As parents, Brooks and I came to the table with fundamentally different ideas about parenting. We had obviously been raised very differently; he felt quite strongly about some things and I felt just as strongly about others.

Parenting when one half of the equation is frequently gone is challenging in of itself. But then take into the equation two very young people who are trying to figure out what this parenting thing should look like and it’s extremely difficult at best. And the conversations and decisions haven’t ended, because as Brooks has grown our task as parents has gotten more complicated.

We’ve learned several things along the way, both about ourselves individually, as parents, and as ourselves as a unit, as parents. I’ve learned that out of the two of us my husband is the least to waver, regardless of the situation or circumstances. He’s an amazing Dad. He is strict, absolutely, but compassionate, understanding, and always demanding. The Boy knows what the standard is because his father never lets that measuring stick move. There are no second chances, no reminders, no “will you please” or counting or imploring. That child knows the rules and consequences and one surely follows the other.

Now, take me, on the other hand. I’m the waverer. Although I’m strict too, and never make excuses for his behavior, and nope, I don’t count, there are more than enough times when I give that boy second chances. I’m the weak one in the equation, because consistency is key. With consistency Brooks thrives. When I become inconsistent I feel that I’ve done my son a disservice because I’m teaching him by my actions that he can push the limit because the measuring stick is now precariously low.  At least in relation to where it was when Brooks is around.

Everyone parents differently. Each family is different, each child. And we know our boy better than anyone. He’s not perfect. And yet, he has a big heart, he’s funny, and creative, smart and energetic. When he is disobedient or disrespectful you won’t hear us making excuses for his behavior and we don’t accept any from him. We keep our eyes on the man we know he will become, the traits that will create an unwavering man, who stands on principle, who is kind and hardworking, who loves his family and will one day be a great husband and father.

Raising him can be tough.

It takes hard work every single day.

One of the traits that we are helping instill in him is having a grateful heart. Little Brooks has been blessed with so much. We don’t want him to ever take his blessings for granted. We want him to rejoice in all things, be they little or small. We make him save his money for large purchases, so he understands the work and patience behind acquiring those items.

Thankfulness, gratefulness, those are huge for us around here. And we’re hoping that when Brooks leaves our home he’ll carry that spirit of thankfulness with him, the gratefulness for blessings and more.

Matthew 12:34 says, “For out of the abundance of the heart, the mouth speaks.” Those things that Brooks says, does, his interests, his passions, those all come from his heart, from who he is. So when Brooks got two recent packages in the mail I saw his mouth speak out of the abundance of his heart…

His cousins in Hershey, PA sent him the coolest hearts ever. Little Brooks raved on and on about how sweet the girls were, how thoughtful, how kind, oh look how pretty they are, we have to find the best place to put them, I have to send them something back, can we Mom, can we? And on and on and on! I loved that, how grateful and thankful and touched he was at the receiving of a package from his cousins. The look on his face was priceless.

We were about to jump in the car to San Antonio or I would have pulled out the markers and paper right then and there so he could make them something.

And then today, after getting in from Dallas from visiting my brother and his sweet family, we found a package tucked behind one of the chairs on the porch. Inside, were some super thoughtful gifts from his grandparents. Little Brooks’ eyes were huge as he pulled each item out and his grin just grew wider and wider. He hugged each item to his chest and looked each one over.

So obviously, today’s art project was going to be none other than making thank you cards, for a thankful boy in our home needed some expressing.
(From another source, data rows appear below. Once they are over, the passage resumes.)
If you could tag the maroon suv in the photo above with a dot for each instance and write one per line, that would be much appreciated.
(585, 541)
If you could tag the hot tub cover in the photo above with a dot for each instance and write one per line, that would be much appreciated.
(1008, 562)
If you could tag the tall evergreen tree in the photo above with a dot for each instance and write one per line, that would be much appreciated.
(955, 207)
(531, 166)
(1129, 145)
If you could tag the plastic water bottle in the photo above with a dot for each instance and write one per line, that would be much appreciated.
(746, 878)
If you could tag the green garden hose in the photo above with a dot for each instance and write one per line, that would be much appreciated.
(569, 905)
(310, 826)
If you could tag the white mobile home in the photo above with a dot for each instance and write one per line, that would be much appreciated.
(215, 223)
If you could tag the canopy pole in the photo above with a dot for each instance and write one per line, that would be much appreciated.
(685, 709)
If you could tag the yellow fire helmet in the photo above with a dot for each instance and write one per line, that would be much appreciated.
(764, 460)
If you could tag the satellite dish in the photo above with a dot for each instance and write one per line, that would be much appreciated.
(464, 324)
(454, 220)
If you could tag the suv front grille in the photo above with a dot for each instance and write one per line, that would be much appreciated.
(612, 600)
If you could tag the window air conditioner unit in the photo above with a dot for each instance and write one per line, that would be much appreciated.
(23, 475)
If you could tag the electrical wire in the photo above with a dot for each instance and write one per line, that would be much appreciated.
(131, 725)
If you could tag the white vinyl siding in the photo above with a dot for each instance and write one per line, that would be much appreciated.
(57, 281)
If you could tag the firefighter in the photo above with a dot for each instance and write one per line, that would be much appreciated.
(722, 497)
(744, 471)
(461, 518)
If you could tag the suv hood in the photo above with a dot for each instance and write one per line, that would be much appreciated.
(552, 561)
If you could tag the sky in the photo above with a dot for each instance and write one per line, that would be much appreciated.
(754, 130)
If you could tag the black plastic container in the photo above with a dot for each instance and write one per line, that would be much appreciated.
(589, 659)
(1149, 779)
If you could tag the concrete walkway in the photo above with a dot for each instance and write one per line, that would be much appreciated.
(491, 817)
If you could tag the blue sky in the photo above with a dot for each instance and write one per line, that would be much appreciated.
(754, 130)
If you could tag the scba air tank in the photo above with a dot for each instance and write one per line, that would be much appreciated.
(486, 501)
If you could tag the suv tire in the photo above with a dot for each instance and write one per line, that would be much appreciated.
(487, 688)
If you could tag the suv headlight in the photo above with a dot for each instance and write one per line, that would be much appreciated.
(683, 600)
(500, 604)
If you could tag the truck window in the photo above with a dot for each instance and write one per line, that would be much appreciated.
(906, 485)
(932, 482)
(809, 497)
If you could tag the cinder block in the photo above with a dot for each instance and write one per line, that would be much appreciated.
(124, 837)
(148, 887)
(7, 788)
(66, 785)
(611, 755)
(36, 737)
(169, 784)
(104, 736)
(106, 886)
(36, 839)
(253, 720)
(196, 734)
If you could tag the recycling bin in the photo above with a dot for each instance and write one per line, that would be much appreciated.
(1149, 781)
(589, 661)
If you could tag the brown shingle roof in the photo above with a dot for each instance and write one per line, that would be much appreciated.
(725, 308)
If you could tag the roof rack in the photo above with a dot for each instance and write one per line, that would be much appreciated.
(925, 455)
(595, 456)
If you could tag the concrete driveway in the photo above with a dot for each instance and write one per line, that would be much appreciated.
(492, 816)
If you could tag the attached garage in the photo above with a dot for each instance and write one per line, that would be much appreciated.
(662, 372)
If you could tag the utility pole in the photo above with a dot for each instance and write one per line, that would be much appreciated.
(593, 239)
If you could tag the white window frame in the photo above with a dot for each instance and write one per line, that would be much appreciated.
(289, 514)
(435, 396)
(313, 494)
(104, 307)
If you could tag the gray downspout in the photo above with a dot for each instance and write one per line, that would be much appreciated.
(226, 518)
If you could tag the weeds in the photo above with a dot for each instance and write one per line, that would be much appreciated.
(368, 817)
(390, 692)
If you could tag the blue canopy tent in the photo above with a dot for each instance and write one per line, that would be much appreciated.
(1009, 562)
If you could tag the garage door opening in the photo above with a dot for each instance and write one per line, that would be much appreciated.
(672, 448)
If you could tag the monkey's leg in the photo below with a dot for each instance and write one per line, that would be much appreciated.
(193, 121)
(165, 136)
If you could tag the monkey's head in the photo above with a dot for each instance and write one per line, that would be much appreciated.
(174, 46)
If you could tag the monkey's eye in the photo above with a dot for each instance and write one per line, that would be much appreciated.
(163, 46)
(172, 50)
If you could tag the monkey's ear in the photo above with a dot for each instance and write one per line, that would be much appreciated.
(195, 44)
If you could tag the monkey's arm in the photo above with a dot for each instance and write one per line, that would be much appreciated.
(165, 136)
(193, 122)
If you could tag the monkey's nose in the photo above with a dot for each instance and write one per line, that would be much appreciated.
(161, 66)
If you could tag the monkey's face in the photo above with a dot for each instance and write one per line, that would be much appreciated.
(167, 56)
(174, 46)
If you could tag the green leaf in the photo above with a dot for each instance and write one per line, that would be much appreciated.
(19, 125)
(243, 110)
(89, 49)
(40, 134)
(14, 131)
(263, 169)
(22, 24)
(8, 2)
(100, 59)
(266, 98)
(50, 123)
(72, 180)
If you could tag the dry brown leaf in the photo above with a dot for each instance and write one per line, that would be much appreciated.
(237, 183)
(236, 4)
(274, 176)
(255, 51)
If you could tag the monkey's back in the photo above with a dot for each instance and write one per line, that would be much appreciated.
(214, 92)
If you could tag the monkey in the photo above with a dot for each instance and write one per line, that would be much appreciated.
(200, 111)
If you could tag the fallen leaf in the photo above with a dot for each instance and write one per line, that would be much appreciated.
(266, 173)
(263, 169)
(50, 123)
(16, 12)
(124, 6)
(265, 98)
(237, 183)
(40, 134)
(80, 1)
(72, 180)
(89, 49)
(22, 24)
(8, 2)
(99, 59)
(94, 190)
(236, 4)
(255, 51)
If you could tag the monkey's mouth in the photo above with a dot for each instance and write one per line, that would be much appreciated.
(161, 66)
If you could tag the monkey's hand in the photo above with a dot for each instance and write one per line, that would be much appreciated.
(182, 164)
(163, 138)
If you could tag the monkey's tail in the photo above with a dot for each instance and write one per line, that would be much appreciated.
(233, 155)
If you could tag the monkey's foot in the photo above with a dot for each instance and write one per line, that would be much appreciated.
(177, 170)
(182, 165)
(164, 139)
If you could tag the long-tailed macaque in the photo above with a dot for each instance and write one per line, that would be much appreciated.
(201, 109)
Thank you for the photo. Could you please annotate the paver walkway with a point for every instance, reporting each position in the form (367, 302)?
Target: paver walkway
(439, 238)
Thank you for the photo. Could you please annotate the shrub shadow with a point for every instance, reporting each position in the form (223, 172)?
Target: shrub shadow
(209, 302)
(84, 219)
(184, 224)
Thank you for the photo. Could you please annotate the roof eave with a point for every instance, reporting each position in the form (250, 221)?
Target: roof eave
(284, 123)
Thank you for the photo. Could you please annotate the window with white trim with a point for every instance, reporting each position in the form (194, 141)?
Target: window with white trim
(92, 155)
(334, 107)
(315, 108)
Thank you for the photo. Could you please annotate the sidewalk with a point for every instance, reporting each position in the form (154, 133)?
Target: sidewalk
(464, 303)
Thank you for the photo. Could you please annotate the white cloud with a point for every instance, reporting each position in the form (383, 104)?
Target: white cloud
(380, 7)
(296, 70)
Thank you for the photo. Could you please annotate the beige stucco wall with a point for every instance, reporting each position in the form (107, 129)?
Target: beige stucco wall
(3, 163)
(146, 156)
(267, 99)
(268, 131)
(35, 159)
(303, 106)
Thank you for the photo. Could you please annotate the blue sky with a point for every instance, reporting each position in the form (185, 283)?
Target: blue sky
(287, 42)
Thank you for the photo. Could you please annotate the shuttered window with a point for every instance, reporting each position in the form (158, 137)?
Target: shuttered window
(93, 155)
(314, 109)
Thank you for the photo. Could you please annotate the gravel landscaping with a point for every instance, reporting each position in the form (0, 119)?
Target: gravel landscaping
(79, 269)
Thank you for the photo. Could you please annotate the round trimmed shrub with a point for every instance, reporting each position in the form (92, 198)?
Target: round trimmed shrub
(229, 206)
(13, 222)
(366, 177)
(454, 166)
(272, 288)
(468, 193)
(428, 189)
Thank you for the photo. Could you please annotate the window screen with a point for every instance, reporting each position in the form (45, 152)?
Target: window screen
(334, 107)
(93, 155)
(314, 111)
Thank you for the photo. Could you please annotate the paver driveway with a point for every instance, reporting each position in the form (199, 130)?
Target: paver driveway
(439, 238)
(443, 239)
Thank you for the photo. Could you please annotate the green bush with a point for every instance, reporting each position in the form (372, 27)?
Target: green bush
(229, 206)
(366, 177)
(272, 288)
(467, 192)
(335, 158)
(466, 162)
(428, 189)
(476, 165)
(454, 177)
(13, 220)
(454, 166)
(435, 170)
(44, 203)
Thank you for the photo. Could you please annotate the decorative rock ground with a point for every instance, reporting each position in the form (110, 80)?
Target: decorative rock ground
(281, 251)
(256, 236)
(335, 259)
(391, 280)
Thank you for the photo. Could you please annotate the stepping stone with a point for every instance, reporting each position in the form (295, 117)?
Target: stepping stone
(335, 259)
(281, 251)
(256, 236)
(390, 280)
We settled on pop up cards and shrinky dink hearts. The shrinky dink hearts, by the way, didn’t work out so much. I’m not sure what happened but they shrinky dinked into themselves and ended up like little boats, though Brooks thinks them perfect so they will be shipped out as well.

The pop up cards were too cute, and so I don’t spoil them for the recipients I’ll just include photos of his process. They were super simple to make and Brooks giggled quite a bit when he was done making them.

Tomorrow I go in for my pre-op before my surgery Thursday. And today I am grateful for a Little Boy who is ever helpful and a plethora of willing and amazing friends who will help me out while I’m recouping from surgery. Life stays good, regardless of the circumstances.